Ministry of Justice, Finalist 2015, The National Grid and Carers UK Best for Carers and Eldercare Award

The Ministry of Justice (MoJ) appreciates that carers can bring valued skills to the workplace, and wants to retain these valuable staff. The MoJ has shown its commitment with a solid business case, senior level support and excellent career tracking, in addition to the implementation of the ‘Carer’s Passport’ scheme.

The MoJ has two Senior Civil Service level ‘Carers’ Champions’, who help to raise awareness of issues that may affect carers. They have their own intranet page to ensure staff know who they are and how to contact them. They have run both telephone and drop-in sessions to introduce themselves and to give staff the opportunity to raise issues which affect them. The Champions are Luigi Strinati (Delivery Director HMCTS, Wales) and Stephen Muers (Director Criminal Justice). Luigi Strinati, says: “As a father of two and an only child with sole caring responsibilities for parents in their late 80s, I believe I have hands-on experience of some of the issues that affect carers in the workplace. Over a third of our workforce in the MoJ have some kind of caring responsibility and I think it is essential that we work with all staff to raise awareness of the issues that affect carers in their day-to-day working lives, and the policies/guidance available to assist them.”

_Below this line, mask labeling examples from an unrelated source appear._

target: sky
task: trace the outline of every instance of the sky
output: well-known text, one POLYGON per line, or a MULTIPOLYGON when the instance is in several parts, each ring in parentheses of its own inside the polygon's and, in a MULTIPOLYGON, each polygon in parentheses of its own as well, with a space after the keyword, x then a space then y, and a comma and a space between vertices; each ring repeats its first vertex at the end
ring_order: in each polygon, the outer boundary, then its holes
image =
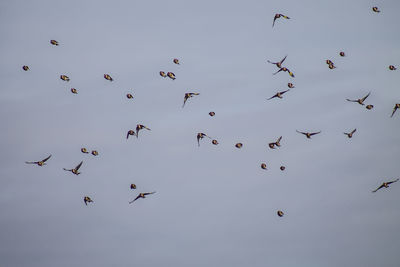
POLYGON ((400 178, 399 9, 1 1, 0 265, 398 266, 400 183, 371 191, 400 178))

‘Phoenix’, the MoJ’s staff self-service system, asks staff if they have caring responsibilities. This recent addition is helping the MoJ to identify exactly how many carers there are in the workplace and collect other useful information such as what age bracket they fall into, their working pattern and their grade. The intention is that in the near future the MoJ will have enough data in relation to carers to monitor their career opportunities and development; for example if they are offered temporary responsibility allowance and what grade they are compared to staff who don’t have caring responsibilities. This will help the MoJ to identify any areas where there are disproportional impacts on carers’ working lives and careers.

The MoJ has introduced and promoted the Carer’s Passport, enabling staff to move through the organisation without having to re-explain their caring responsibilities to each new manager and in each new situation. To date over 100 MoJ staff have been granted a Carer’s Passport by the Charity for Civil Servants. The MoJ has published intranet articles and includes information on its intranet pages to encourage staff to take advantage of the Carer’s Passport. One user says: “I care for two elderly relatives who have terminal cancer. Having a Carer’s Passport has really helped as I don’t need to worry about explaining my situation to anyone, especially if I change managers. It makes everything clear, and sets out what I might need to help me combine working with caring.” The manager agrees: “From a management perspective, the Carer’s Passport is really useful. It sets out what the employee’s requirements are in relation to their caring role. This has helped me in my management role – if I know what the employee needs, it is much easier for me to support her whilst also giving me the opportunity to consider how business needs can still be met if she is not in the office. A win-win situation for all.”

In the future the MoJ aims to continue to raise the profiles of the Carers’ Champions to ensure staff know who they are and how to contact them, and to promote the Carer’s Passport and monitor its uptake. The MoJ also recognises that it is vital to continue to encourage staff to complete the caring responsibilities section on the ‘Phoenix’ system.